Un après-midi, une fuite d’isobutane se produit lors de la manœuvre d’une vanne dans une raffinerie. Les opérateurs manipulant l’équipement détectent la fuite. Ils donnent l’alerte. L’unité est arrêtée. Le nuage de gaz se répand et explose au contact d’un poste à souder situé à environ 20 m de la fuite. 4 personnes sont brûlées dont une grièvement. Les pompiers du site stoppent le rejet. Ils éteignent l’incendie en 25 minutes. Environ 900 kg d’isobutane ont été libérés.

Erreur lors d’un démontage

La fuite est survenue lorsqu‘un opérateur a tourné la tige de la vanne avec une clef. Afin de placer la vanne du circuit d’isobutane en position ouverte, l’opérateur avait actionné le volant de commande de celle-ci. Constatant son blocage, il a démonté le système de commande manuelle, comprenant le volant et un réducteur à engrenage. Au cours de cette opération, au lieu de retirer le système de son support, il a démonté l’ensemble. Pour ce faire, il a retiré les 4 boulons de fixation du support, qui se trouvaient également être les 4 boulons fixant le chapeau de la vanne sur son corps. Le gaz sous pression s’est échappé dès qu’il a par la suite manœuvré la tige.

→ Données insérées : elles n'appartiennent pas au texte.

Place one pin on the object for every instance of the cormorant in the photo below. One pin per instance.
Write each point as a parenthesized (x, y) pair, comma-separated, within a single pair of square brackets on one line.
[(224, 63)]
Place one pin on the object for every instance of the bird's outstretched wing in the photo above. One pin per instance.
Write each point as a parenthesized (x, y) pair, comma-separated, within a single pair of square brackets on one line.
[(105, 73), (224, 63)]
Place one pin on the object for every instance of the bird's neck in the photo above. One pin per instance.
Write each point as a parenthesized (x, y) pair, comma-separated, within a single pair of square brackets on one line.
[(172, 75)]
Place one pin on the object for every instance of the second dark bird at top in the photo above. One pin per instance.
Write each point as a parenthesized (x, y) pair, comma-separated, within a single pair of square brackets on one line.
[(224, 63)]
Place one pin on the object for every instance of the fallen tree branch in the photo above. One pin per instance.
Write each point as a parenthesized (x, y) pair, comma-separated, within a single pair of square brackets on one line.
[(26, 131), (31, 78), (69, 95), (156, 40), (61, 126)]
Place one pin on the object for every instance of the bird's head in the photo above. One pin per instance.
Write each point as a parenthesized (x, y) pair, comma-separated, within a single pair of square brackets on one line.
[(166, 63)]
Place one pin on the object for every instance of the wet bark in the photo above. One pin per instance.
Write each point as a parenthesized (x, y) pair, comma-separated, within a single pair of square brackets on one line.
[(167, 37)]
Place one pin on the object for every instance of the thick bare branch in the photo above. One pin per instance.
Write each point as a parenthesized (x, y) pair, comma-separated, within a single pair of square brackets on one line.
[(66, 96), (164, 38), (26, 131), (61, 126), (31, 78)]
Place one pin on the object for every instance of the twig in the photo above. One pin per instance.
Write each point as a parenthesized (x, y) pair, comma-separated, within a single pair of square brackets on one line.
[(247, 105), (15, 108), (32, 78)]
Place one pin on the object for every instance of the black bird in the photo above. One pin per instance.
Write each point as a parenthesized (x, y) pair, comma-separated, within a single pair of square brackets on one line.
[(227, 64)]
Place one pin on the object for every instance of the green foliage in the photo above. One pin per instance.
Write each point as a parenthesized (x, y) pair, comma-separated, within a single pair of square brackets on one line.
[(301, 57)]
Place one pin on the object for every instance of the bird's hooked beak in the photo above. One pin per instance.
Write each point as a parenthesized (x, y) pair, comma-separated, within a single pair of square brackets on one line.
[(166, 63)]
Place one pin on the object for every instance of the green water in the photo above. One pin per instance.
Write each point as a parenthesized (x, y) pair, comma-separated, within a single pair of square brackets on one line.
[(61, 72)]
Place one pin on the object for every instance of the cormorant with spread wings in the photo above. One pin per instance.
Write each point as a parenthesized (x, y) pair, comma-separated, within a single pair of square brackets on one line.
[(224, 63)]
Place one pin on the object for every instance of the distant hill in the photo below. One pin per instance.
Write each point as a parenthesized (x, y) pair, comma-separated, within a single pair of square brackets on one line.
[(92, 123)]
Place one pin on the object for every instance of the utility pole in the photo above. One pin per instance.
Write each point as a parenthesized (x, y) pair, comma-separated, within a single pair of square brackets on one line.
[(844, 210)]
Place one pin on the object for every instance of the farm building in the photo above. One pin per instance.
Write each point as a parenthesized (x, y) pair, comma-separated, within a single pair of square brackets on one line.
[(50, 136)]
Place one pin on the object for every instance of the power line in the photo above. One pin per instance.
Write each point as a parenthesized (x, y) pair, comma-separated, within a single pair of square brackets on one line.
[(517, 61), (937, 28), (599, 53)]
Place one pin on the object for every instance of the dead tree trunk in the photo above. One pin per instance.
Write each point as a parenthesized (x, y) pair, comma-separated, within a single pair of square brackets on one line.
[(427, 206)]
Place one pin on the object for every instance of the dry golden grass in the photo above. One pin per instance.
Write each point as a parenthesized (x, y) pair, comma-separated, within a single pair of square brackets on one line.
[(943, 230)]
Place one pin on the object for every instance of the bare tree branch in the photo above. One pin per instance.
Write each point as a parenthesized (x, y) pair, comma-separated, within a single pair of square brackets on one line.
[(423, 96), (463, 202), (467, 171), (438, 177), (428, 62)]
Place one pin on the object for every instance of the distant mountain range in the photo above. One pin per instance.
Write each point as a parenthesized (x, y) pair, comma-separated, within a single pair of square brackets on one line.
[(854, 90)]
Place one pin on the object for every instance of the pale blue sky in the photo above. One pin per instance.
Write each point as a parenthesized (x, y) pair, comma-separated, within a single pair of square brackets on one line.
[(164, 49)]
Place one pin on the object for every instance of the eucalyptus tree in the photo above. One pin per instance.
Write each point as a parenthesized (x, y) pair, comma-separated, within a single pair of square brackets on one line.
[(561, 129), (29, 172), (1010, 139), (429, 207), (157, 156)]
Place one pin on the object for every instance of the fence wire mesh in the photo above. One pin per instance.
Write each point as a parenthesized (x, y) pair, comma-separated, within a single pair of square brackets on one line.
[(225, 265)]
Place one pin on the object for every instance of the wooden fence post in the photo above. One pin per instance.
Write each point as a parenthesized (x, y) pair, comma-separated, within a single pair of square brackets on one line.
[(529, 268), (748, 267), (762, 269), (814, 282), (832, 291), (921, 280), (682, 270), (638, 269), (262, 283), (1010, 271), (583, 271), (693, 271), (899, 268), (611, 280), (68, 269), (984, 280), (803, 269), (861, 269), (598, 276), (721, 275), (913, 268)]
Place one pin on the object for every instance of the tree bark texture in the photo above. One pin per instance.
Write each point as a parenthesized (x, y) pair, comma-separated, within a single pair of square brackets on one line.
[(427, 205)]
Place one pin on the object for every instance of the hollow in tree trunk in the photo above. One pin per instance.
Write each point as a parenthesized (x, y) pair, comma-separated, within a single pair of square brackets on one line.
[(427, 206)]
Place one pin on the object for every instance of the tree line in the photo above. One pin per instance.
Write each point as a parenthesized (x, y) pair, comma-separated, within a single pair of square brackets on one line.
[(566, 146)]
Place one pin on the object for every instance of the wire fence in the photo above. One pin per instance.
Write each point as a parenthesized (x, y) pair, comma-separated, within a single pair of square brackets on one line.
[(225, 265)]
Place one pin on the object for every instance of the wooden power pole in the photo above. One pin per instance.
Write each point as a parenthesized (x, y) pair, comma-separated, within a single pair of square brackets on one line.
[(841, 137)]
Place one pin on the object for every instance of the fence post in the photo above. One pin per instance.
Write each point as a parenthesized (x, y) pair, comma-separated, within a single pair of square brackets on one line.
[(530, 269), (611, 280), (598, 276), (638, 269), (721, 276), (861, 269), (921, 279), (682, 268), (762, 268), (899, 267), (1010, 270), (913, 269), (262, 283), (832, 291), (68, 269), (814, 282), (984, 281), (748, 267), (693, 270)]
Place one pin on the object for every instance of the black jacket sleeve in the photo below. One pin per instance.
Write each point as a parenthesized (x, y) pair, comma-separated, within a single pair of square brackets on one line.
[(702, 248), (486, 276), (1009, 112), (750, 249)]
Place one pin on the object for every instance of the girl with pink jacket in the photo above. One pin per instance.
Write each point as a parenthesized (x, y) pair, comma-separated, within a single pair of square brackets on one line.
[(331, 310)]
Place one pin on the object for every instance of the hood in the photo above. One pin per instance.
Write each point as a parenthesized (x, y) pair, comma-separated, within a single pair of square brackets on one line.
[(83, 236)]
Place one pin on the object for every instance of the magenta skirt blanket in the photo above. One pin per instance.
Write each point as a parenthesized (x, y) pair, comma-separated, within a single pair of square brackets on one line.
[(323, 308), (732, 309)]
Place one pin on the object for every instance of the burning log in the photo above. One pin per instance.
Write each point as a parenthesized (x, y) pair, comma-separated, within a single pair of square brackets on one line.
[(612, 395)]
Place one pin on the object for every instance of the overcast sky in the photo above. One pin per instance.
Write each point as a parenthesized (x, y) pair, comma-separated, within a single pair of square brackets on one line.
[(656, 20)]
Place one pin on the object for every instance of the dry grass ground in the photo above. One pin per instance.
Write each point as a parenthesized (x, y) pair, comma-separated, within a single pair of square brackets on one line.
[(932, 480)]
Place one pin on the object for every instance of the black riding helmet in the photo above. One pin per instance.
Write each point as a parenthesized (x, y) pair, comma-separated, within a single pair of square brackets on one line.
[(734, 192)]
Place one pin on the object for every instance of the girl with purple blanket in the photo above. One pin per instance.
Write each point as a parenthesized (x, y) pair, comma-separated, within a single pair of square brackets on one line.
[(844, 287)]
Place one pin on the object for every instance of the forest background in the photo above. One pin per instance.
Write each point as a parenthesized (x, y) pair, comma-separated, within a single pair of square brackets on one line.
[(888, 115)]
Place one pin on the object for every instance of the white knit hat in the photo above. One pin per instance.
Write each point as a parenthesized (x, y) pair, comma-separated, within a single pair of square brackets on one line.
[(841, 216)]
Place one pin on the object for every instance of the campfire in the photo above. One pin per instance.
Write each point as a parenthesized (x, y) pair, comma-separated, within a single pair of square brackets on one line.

Facteurs organisationnels et humains non pris en compte

L’analyse de l’accident pointe plusieurs défaillances dans la gestion des risques :

  • le blocage de ce type de mécanisme de commande manuelle était récurent ;
  • le démontage de ces mécanismes, pour actionner directement les tiges de vannes à l’aide d’une clef, était une pratique courante ;
  • l’ergonomie de ces mécanismes, dont le support est fixé sur la partie sous pression de la vanne, prête à confusion ;
  • l’opérateur n’était pas formé à cette tâche ;
  • cette tâche ne faisait l’objet d’aucune procédure écrite.

Après l’accident, l’exploitant identifie 15 vannes équipées du même mécanisme de commande. Selon les configurations, elles sont soit remplacées soit modifiées afin de dissocier fixation du support de mécanisme et fixation du chapeau de la vanne. Un audit, au niveau du groupe, est déployé pour détecter d’autres fixations indues sur les enveloppes sous pression d’équipements.